3d vector fields, introduction | Multivariable calculus | Khan Academy
So in the last video, I talked about vector fields in the context of two dimensions, and here I'd like to do the same but for three dimensions.
A three-dimensional vector field is given by a certain multivariable function that has a three-dimensional input, given with coordinates (X), (Y), and (Z), and then a three-dimensional vector output that has expressions that are somehow dependent on (X), (Y), and (Z). I'll just put dots in here for now, but we'll fill this in with an example in just a moment.
The way that this works, just like with a two-dimensional vector field, is you're going to choose a sample of various points in three-dimensional space, and for each one of those points, you consider what the output of the function is. That's going to be some three-dimensional vector, and you draw that vector off of the point itself.
So to start off, let's take a very simple example, one where the vector that outputs is actually just a constant. In this case, I'll make that constant the vector (1, 0, 0). So what this vector is, it's just got a unit length in the (X) direction. This is the (X)-axis, so all of the vectors are going to end up looking something like this, where it's a vector that has length one in the (X) direction.
When we do this at every possible point—well, not every possible point, but a sample of a whole bunch of points—whoops! We get a vector field that looks like this. At any given point in space, you get one of these little blue vectors, and all of them are the same. They're just copies of each other, each pointing with unit length in the (X) direction.
So as vector fields go, this is relatively boring. But we can make it a little bit more exciting if we make the input start to depend somehow on the actual input. So what I'll do to start, I'll just make the input (Y = 0). So they're still just going to point in the (X) direction, but now it's going to depend on the (Y) value.
So let's think for a second before I change the image what that's going to mean. The (Y)-axis is this one here, so now the (Z)-axis is pointing straight in our face. That's the (Y) axis. As (Y) increases value to, you know, (1, 2, 3), the length of these vectors are going to increase. It's going to be a stronger vector in the (X) direction—a very strong vector in the (X) direction. And if (Y) is negative, these vectors are going to point in the opposite direction.
So let's see what that looks like. There we go!
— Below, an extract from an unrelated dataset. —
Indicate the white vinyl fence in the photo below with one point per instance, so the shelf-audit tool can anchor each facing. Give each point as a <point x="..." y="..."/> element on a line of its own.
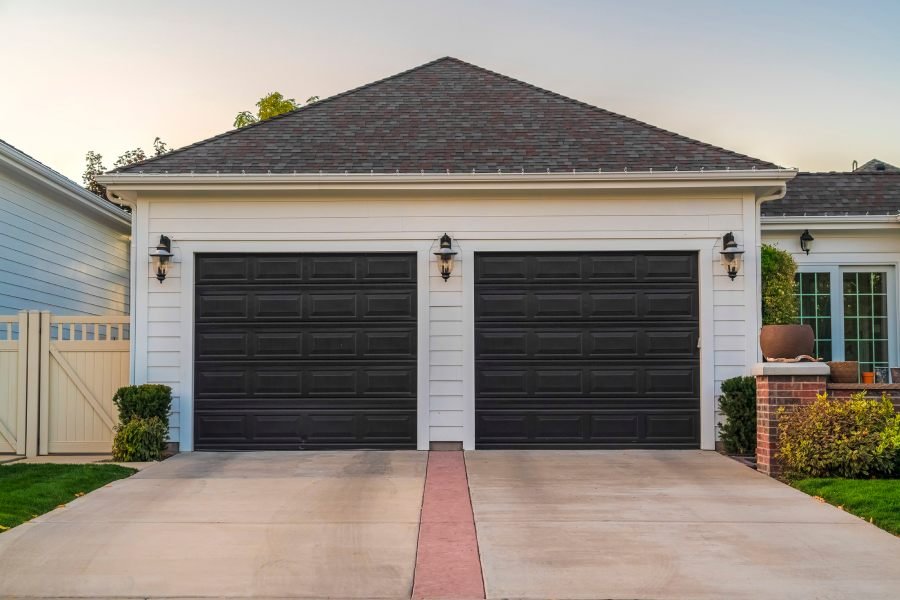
<point x="57" y="378"/>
In this vector field, color and length are used to indicate how the magnitude of the vector. So red vectors are very long, blue vectors are pretty short, and at zero, we don't even see any because those are vectors with zero length.
Just like with two-dimensional vector fields, when you draw them, you lie a little bit. This one should have a length of one, right? Because when (Y) is equal to one, this should have a unit length, but it's made really, really small. And this one up here where (Y) is, you know, five or six should be a really long vector, but we're lying a little bit because if we actually drew them to scale, it would really clutter up the image.
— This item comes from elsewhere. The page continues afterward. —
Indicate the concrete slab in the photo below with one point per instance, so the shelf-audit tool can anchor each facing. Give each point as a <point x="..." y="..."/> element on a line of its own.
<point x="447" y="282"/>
A couple of things to notice about this one: since the output doesn't depend on (X) or (Z), if you move in the (X) direction, which is back and forth here, the vectors don't change. If you move in the (Z) direction, which is up and down, the vectors also don't change. They only change as you move in the (Y) direction.
Okay, so this is where we’re starting to get a feel for how the output can depend on the input. Now, let's do something a little bit different. Let's say that all three of the components of the input depend on (X), (Y), and (Z), but I'm just going to make it kind of an identity function. At a given point ((X, Y, Z)), you output the vector itself (XYZ).
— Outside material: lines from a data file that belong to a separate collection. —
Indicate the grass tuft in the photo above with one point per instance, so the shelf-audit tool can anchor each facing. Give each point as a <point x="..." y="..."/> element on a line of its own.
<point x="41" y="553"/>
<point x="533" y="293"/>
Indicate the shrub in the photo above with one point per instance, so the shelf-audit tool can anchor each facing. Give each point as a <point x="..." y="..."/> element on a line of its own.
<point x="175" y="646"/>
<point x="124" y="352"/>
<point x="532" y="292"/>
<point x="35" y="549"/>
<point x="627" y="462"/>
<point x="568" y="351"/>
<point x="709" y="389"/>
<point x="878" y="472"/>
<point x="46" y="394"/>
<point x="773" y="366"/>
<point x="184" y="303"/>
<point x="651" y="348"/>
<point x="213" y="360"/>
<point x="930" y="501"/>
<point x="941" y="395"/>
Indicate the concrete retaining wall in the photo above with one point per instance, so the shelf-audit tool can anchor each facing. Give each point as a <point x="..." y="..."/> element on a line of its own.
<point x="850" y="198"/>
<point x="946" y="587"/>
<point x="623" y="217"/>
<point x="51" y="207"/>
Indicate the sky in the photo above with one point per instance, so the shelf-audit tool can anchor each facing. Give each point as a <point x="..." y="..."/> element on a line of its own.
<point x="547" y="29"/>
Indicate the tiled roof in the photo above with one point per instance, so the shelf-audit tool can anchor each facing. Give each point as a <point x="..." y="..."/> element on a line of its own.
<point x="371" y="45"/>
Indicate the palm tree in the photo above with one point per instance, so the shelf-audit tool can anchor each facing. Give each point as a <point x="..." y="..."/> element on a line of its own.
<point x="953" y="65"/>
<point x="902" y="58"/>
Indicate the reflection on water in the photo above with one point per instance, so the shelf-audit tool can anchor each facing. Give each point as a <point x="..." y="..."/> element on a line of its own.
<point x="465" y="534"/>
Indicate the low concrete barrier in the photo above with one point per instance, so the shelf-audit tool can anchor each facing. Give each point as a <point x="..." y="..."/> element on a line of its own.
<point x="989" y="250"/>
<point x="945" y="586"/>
So let's think about what this would actually mean. Let's say you've got a given point, some point floating off in space. What is the output vector for that? Well, the point has a certain (X) component, a certain (Y) component, and a (Z) component. The vector that corresponds to (XYZ) is going to be the one from the origin to that point itself.
Let me just draw that here from the origin to the point itself. Because of how we do vector fields, you move this so that instead of stemming from the origin, it actually stems from the point. But what the main thing to take away here is it's going to point directly away from the origin, and the farther away the point is, the longer this vector will be.
So with that, let's take a look at the vector field itself. Here we go! Again, you kind of lie when you draw these, like the vectors—these red guys that are out at the end—they should be really long because this vector should be as long as that point is away from the origin. But to give a cleaner vector field, you scale things down.
Notice the blue ones that are close to the center here are actually really, really short guys, and all of these are pointing directly away from the origin. This is one of those vector fields that it's actually a pretty good one to have a strong intuition of, because it comes up now and then.
Thinking about what the identity function looks like as a vector field itself, in the next video, I'll talk through another example that's a little bit more complicated than this and can hopefully give an even stronger feel for how the output can depend on (X), (Y), and (Z).